Damit nimmt der Ex-Rennfahrer zum ersten Mal persönlich Stellung. Bis jetzt waren direkte Informationen eher selten: Eine Anfrage von GGG.at um Stellungnahme bei der Pressestelle von NIKI blieb unbeantwortet. Dafür reagierte die Community: Zahlreiche Protestschreiben auf der Facebook-Wall, eigene Gruppen und Internetseiten brachten Lauda wohl dazu, selbst Stellung zu beziehen.
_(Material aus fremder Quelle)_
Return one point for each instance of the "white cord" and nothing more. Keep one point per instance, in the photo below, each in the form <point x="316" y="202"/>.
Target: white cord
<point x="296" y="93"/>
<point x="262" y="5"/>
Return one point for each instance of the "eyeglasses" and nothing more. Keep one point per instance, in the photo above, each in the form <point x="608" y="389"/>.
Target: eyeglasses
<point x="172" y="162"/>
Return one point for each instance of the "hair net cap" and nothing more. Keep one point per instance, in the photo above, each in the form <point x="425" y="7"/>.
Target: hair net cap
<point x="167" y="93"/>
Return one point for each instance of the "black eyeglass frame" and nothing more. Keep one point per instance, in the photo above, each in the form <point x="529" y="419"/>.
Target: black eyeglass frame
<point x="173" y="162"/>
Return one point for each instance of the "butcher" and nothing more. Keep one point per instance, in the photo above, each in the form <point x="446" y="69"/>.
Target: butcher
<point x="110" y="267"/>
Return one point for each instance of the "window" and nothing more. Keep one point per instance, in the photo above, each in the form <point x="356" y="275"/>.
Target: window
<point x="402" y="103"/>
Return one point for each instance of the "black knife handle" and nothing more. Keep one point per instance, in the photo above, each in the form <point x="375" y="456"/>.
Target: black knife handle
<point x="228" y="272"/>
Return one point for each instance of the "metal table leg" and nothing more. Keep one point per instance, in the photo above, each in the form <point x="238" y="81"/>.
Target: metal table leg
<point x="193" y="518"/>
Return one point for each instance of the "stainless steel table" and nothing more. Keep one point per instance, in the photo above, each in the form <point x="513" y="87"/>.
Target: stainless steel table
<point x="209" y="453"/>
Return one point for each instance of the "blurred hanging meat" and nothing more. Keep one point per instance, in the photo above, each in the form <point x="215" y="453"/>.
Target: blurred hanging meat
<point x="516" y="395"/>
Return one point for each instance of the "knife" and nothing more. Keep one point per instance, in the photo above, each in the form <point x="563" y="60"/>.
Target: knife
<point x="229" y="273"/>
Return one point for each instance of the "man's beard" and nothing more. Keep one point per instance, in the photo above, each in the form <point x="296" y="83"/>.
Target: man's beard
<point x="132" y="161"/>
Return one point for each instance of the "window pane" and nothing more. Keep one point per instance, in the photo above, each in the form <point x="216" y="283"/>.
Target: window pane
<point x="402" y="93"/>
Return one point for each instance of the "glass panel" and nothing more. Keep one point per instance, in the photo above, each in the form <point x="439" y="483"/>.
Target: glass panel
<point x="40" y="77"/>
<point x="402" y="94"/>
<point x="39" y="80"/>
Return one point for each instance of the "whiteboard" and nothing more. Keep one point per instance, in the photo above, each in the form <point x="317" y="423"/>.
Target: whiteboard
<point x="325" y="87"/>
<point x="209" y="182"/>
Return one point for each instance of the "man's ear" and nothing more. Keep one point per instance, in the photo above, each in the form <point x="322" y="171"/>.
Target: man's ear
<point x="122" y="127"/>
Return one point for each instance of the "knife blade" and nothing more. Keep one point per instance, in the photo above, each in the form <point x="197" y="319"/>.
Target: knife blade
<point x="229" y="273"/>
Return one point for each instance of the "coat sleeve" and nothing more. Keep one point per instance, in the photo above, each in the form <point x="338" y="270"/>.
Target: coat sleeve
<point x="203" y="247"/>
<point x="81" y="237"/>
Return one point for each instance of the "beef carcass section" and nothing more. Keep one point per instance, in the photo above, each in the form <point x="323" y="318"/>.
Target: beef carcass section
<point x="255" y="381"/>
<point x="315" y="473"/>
Sogar Austrian Airlines sahen sich gezwungen, noch einmal zu erinnern, dass die „Lauda Air“ nichts mehr mit ihrem Gründer zu tun hat, sondern Teil der AUA ist.

Ob die Entschuldigung Laudas von der Community angenommen wird, wird die Zeit zeigen: Auf Twitter gibt es schon die ersten Kommentare, für die Laudas Entschuldigung eher nach „ich habe nix gegen Homosexuelle, solange ich sie nicht sehen muss“ klingt.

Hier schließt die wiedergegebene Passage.